The commercial upside offered by improved performance:

  • Increased plant revenue.
  • Higher power production.
  • Reduced fuel use and, therefore, cost.
  • Decreased emissions.

Hale’s slides contained tables and charts with information supporting the points made above, including pressure-drop data for different filtration schemes. He presented scenarios for a hybrid upgrade for an existing filter house as well as a complete retrofit filter house with three-stage static filtration. Regarding the latter, removal of salt is assured to eliminate the possibility of hot-gas-path corrosion.

Allied Power Group was one of at least six companies presenting at the conference on compressor diaphragms—repairs, design features, upgrades, etc. Alan Lovelace, PE, began with a historical review of diaphragm designs and manufacturing processes, and moved quickly into guidelines for repairs.

He then addressed the blending of minor indications at the edges of the diaphragm airfoils, which Lovelace said, should be done using the 8:1 ratio rule.
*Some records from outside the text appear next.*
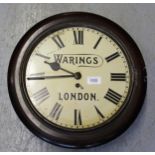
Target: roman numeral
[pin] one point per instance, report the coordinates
(113, 96)
(98, 41)
(56, 111)
(78, 37)
(77, 117)
(112, 57)
(41, 95)
(58, 41)
(99, 112)
(43, 56)
(118, 77)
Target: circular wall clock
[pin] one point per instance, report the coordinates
(77, 80)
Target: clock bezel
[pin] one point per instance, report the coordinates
(61, 136)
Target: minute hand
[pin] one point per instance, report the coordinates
(56, 66)
(50, 77)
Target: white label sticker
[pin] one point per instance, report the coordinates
(95, 80)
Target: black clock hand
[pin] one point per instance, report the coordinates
(56, 66)
(50, 77)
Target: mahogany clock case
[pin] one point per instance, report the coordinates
(68, 137)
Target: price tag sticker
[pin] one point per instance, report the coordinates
(94, 80)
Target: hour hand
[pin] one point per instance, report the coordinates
(50, 77)
(56, 66)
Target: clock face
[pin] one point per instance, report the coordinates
(77, 82)
(77, 77)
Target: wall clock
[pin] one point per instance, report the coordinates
(77, 80)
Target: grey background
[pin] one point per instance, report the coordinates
(137, 19)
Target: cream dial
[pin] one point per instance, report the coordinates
(77, 77)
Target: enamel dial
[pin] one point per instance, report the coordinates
(78, 78)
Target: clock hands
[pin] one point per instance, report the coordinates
(50, 77)
(56, 66)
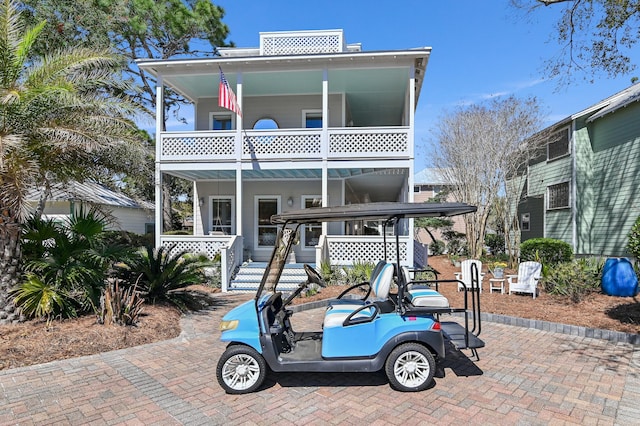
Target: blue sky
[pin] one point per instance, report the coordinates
(481, 49)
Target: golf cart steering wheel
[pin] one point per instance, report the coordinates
(314, 276)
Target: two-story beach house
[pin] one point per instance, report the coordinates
(584, 187)
(322, 123)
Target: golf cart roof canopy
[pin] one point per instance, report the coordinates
(372, 211)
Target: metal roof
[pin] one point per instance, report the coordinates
(90, 192)
(617, 101)
(372, 211)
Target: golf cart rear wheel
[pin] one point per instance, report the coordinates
(410, 367)
(241, 369)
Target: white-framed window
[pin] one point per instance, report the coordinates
(312, 231)
(222, 215)
(525, 221)
(266, 232)
(149, 228)
(558, 196)
(222, 121)
(558, 145)
(312, 118)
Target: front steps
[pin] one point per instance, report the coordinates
(250, 274)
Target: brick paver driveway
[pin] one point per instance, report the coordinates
(524, 376)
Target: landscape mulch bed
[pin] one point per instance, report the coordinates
(36, 342)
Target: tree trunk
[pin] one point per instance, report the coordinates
(9, 266)
(167, 222)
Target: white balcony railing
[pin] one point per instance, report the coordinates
(303, 144)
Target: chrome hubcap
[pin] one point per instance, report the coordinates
(240, 372)
(411, 369)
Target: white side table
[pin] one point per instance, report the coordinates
(496, 284)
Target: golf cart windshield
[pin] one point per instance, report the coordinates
(389, 212)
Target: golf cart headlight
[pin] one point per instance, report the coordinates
(228, 325)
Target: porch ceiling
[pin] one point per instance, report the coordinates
(376, 184)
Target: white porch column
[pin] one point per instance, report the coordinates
(239, 203)
(239, 129)
(325, 143)
(158, 171)
(412, 124)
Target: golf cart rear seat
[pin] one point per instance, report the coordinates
(421, 295)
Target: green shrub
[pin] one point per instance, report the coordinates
(70, 260)
(547, 251)
(633, 246)
(162, 275)
(331, 274)
(38, 299)
(495, 243)
(574, 280)
(436, 248)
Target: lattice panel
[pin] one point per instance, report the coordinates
(350, 143)
(210, 248)
(420, 254)
(346, 252)
(282, 144)
(297, 45)
(198, 146)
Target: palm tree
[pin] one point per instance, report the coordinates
(58, 115)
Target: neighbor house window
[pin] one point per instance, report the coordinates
(312, 119)
(221, 121)
(312, 231)
(558, 145)
(222, 215)
(265, 208)
(558, 196)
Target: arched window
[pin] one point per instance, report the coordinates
(265, 124)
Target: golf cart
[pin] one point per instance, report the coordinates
(395, 327)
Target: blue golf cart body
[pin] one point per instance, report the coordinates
(400, 332)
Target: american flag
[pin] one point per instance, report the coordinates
(226, 97)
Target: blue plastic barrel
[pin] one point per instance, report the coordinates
(619, 278)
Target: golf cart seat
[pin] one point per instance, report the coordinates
(420, 294)
(379, 286)
(424, 296)
(337, 313)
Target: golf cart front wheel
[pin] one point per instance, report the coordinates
(410, 367)
(241, 369)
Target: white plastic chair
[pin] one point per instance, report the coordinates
(527, 279)
(465, 274)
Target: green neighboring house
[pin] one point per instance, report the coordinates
(584, 187)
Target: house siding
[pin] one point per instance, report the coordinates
(585, 205)
(126, 219)
(613, 205)
(556, 223)
(281, 188)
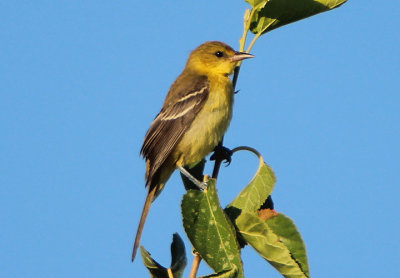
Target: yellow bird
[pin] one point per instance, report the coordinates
(194, 117)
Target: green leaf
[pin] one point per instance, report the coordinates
(178, 260)
(271, 14)
(210, 231)
(178, 254)
(224, 274)
(156, 270)
(288, 234)
(269, 245)
(257, 191)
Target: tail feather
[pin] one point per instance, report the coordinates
(145, 211)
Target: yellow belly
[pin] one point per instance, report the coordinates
(208, 127)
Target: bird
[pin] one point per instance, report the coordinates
(194, 117)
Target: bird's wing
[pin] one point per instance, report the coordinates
(172, 122)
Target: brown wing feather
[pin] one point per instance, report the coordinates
(171, 123)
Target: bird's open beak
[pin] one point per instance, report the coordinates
(239, 56)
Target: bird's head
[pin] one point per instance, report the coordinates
(215, 58)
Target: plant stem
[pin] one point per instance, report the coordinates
(195, 265)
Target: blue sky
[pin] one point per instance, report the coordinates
(80, 82)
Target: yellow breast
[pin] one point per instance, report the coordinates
(209, 125)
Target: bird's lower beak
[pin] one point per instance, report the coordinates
(239, 56)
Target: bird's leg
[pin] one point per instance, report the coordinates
(222, 153)
(200, 185)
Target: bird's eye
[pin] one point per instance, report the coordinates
(219, 54)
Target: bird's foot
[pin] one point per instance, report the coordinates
(222, 153)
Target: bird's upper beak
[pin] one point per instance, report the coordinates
(239, 56)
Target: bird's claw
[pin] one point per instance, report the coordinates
(222, 153)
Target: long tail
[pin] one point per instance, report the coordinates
(145, 211)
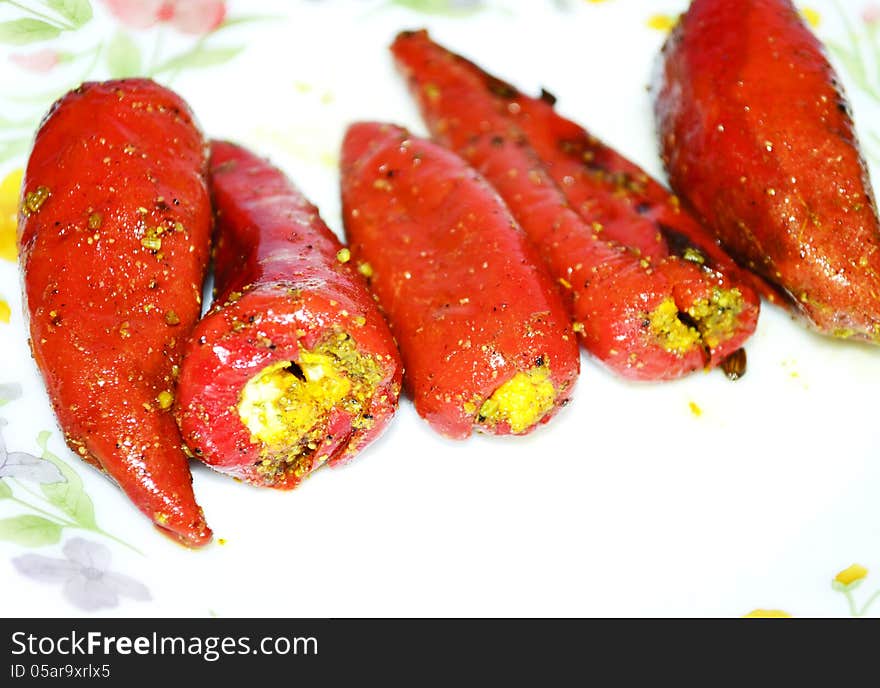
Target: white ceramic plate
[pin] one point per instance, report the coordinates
(695, 498)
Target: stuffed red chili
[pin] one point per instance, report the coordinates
(115, 231)
(483, 333)
(294, 366)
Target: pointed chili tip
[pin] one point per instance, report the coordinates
(361, 137)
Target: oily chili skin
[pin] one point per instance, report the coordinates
(611, 291)
(279, 286)
(460, 284)
(758, 139)
(109, 311)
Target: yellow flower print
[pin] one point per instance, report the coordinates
(811, 16)
(662, 22)
(849, 576)
(10, 188)
(767, 614)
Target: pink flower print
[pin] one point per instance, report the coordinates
(188, 16)
(40, 61)
(137, 14)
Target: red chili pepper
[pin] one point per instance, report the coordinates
(483, 332)
(294, 366)
(758, 139)
(115, 233)
(646, 321)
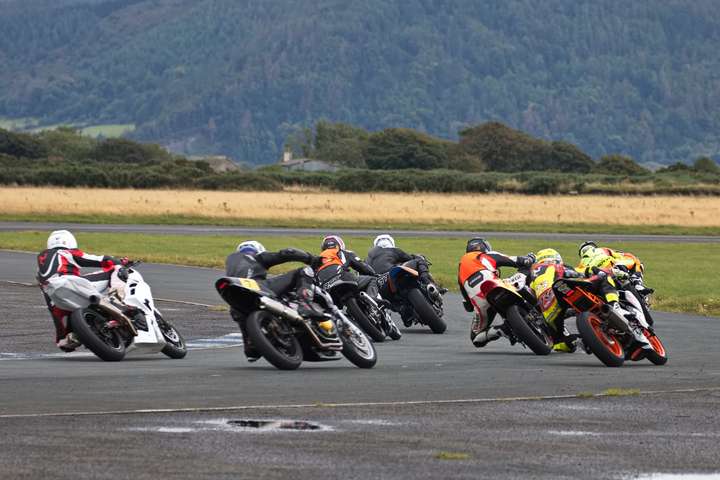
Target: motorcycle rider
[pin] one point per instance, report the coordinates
(62, 257)
(252, 260)
(384, 255)
(626, 264)
(334, 254)
(601, 264)
(481, 263)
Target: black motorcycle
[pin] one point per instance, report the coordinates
(285, 338)
(417, 302)
(349, 291)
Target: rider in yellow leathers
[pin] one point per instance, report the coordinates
(627, 266)
(548, 268)
(608, 264)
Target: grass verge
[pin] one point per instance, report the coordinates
(348, 224)
(680, 273)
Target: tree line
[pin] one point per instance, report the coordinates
(64, 157)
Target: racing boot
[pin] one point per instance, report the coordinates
(69, 343)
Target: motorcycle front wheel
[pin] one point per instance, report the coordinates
(532, 336)
(360, 315)
(90, 328)
(425, 312)
(657, 355)
(274, 339)
(175, 346)
(605, 346)
(357, 347)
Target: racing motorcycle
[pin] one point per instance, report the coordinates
(120, 320)
(416, 302)
(284, 337)
(604, 332)
(513, 300)
(350, 291)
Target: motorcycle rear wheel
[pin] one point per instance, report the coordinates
(657, 355)
(274, 340)
(425, 312)
(363, 320)
(88, 325)
(536, 341)
(606, 347)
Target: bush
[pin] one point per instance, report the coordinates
(619, 165)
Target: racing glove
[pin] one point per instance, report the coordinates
(468, 306)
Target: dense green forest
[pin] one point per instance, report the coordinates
(65, 157)
(238, 77)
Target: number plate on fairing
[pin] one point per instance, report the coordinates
(250, 284)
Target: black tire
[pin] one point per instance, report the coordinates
(658, 354)
(175, 346)
(606, 348)
(425, 312)
(274, 340)
(394, 332)
(538, 342)
(87, 324)
(357, 346)
(361, 319)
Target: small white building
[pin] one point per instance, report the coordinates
(305, 164)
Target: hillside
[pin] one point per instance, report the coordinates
(237, 77)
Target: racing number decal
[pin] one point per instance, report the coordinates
(249, 283)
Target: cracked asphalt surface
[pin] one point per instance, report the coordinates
(405, 430)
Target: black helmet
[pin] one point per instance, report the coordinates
(584, 247)
(478, 244)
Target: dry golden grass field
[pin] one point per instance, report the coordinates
(367, 208)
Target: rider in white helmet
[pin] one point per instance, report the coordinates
(384, 255)
(252, 260)
(62, 257)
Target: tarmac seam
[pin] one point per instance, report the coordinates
(169, 300)
(238, 408)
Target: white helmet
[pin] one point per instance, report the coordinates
(61, 239)
(251, 247)
(384, 241)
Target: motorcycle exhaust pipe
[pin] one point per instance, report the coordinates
(280, 310)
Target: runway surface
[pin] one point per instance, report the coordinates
(433, 407)
(246, 231)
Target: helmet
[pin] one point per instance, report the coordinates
(332, 241)
(384, 241)
(61, 239)
(585, 248)
(250, 247)
(478, 244)
(548, 255)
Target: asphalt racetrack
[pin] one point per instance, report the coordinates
(433, 407)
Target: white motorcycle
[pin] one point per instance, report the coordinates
(121, 319)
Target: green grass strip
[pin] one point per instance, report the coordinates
(279, 223)
(683, 275)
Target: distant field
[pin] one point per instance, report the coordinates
(33, 124)
(313, 208)
(680, 288)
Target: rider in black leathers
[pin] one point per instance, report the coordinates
(251, 260)
(384, 255)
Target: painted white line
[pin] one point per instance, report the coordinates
(237, 408)
(227, 341)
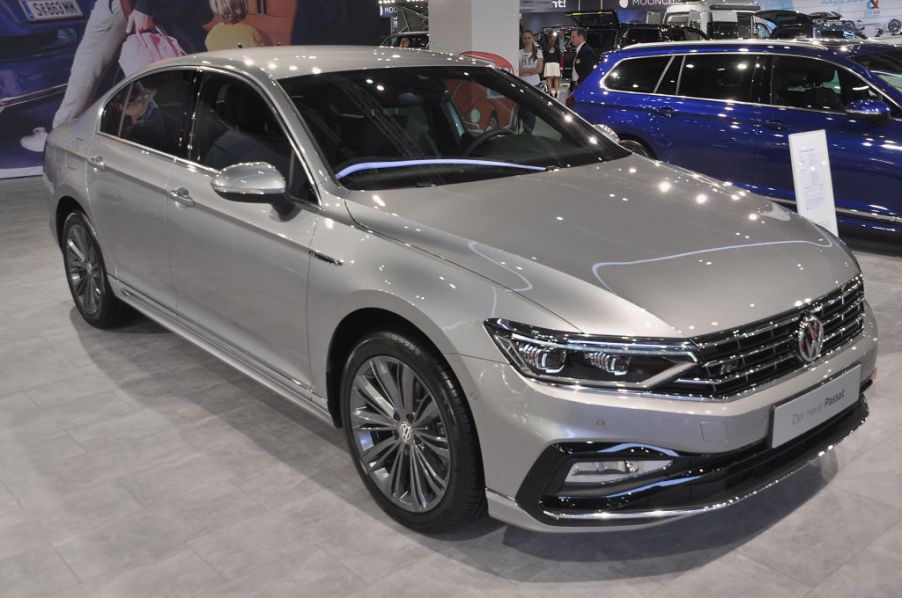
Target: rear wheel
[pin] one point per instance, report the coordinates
(637, 147)
(410, 433)
(86, 275)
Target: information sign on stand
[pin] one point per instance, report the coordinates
(811, 176)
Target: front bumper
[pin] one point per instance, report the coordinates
(531, 433)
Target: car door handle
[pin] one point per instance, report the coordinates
(182, 197)
(97, 163)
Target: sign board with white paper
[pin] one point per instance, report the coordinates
(811, 176)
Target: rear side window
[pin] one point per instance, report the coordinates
(154, 111)
(112, 112)
(816, 85)
(718, 76)
(637, 74)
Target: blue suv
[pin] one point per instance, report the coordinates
(726, 109)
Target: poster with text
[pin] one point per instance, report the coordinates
(58, 56)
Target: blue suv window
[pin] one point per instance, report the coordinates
(816, 85)
(638, 74)
(718, 76)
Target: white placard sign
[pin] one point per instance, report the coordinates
(811, 176)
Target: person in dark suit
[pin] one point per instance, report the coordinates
(585, 58)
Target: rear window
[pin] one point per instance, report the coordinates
(640, 75)
(718, 76)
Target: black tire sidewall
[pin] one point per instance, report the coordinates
(108, 305)
(440, 381)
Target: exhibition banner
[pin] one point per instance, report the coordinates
(58, 56)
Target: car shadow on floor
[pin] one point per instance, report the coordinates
(486, 545)
(882, 243)
(660, 551)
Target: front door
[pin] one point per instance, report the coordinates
(808, 95)
(240, 269)
(130, 162)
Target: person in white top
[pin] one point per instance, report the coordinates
(532, 63)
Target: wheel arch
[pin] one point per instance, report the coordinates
(65, 206)
(353, 327)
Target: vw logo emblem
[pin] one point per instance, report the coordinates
(810, 338)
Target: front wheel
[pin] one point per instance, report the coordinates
(410, 433)
(86, 275)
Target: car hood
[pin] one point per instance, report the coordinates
(629, 247)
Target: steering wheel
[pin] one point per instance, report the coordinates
(483, 137)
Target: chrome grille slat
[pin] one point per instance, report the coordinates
(740, 359)
(743, 374)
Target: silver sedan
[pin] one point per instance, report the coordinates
(500, 306)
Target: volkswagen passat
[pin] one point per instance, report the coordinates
(727, 109)
(525, 318)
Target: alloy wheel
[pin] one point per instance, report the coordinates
(400, 434)
(84, 269)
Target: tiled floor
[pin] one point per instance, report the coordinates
(132, 464)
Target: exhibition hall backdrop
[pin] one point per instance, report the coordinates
(39, 40)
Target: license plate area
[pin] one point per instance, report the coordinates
(50, 10)
(806, 412)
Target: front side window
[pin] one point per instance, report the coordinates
(638, 74)
(153, 111)
(424, 126)
(234, 124)
(718, 76)
(816, 85)
(887, 65)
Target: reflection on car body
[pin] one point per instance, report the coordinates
(527, 318)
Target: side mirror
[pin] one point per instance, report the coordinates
(607, 132)
(253, 182)
(872, 110)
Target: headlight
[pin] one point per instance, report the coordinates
(570, 358)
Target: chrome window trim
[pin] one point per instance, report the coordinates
(759, 53)
(879, 92)
(664, 74)
(680, 77)
(184, 161)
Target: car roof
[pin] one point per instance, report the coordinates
(817, 48)
(280, 62)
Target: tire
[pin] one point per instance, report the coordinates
(410, 433)
(637, 147)
(87, 277)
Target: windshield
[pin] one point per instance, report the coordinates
(886, 65)
(425, 126)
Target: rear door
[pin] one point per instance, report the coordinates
(142, 132)
(807, 94)
(708, 125)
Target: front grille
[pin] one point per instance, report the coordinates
(735, 361)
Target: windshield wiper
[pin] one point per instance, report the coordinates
(349, 170)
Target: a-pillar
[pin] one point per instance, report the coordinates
(482, 25)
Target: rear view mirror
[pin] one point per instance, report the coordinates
(607, 132)
(872, 110)
(253, 182)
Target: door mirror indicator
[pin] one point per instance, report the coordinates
(253, 182)
(607, 132)
(872, 110)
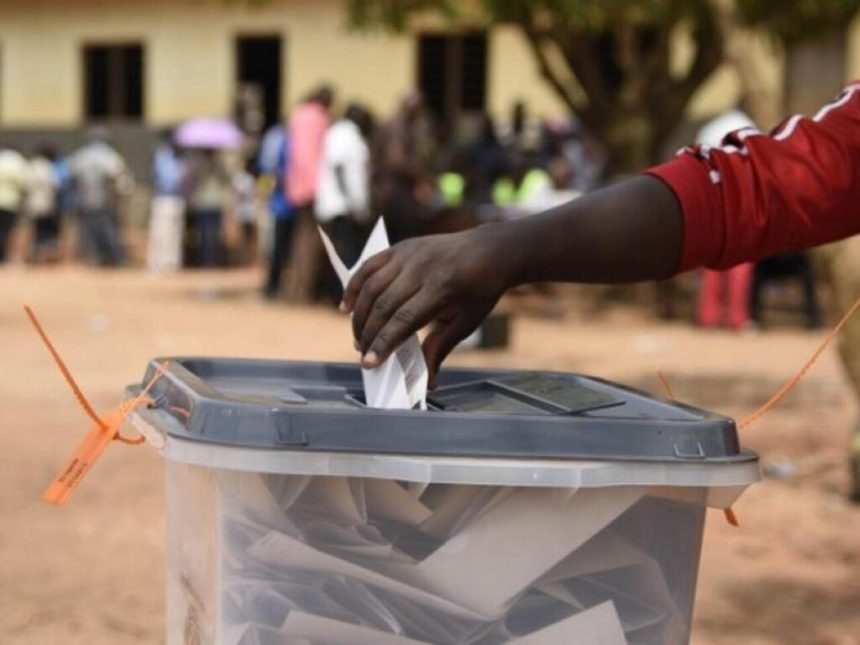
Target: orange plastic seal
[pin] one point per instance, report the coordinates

This means the length of the blended surface along the edge of the airfoil should be eight times the width of the airfoil at the bottom of the defect.

For minor/medium indications, he continued, it is possible to use Inconel 82 weld wire for repairs; no heat treatment is required (Fig 8). But Lovelace cautioned that it is not recommended for any W501FD diaphragms because the airfoils are of marginal thickness by design. Major indications require Type 410 stainless steel weld wire for repairs, with stress relief (Fig 9). The repair expert strongly recommended inspection and dimensional restoration of anti-rotation lands at each repair.

Lovelace commented on possible mods and upgrades—such as replacing labyrinth-style seals with honeycomb seals—before closing with the following remarks:

  • The majority of diaphragm repairs are in the minor and medium categories.
  • W501F compressors typically have an operating lifetime of more than 80,000 hours.
  • The W501FD suffers from harmonics issues, which are conducive to hookfit wear, especially in Rows 1-3. Diaphragms for these engines manufactured before 2000 using the laser welding process should be inspected thoroughly and regularly, Rows 1-3 in particular. Concentrate on inner and outer shroud tenon welds, Lovelace said: Make a good visual inspection, tap test, red dye check if possible.
  • Pick your repair facility based on its tooling capability and people. Look for robust tooling/fixtures and experienced personnel.
  • Finally, always compare the incoming versus the outgoing dimensions. If there is a big difference, take steps to ensure the parts will fit back into your gas turbine.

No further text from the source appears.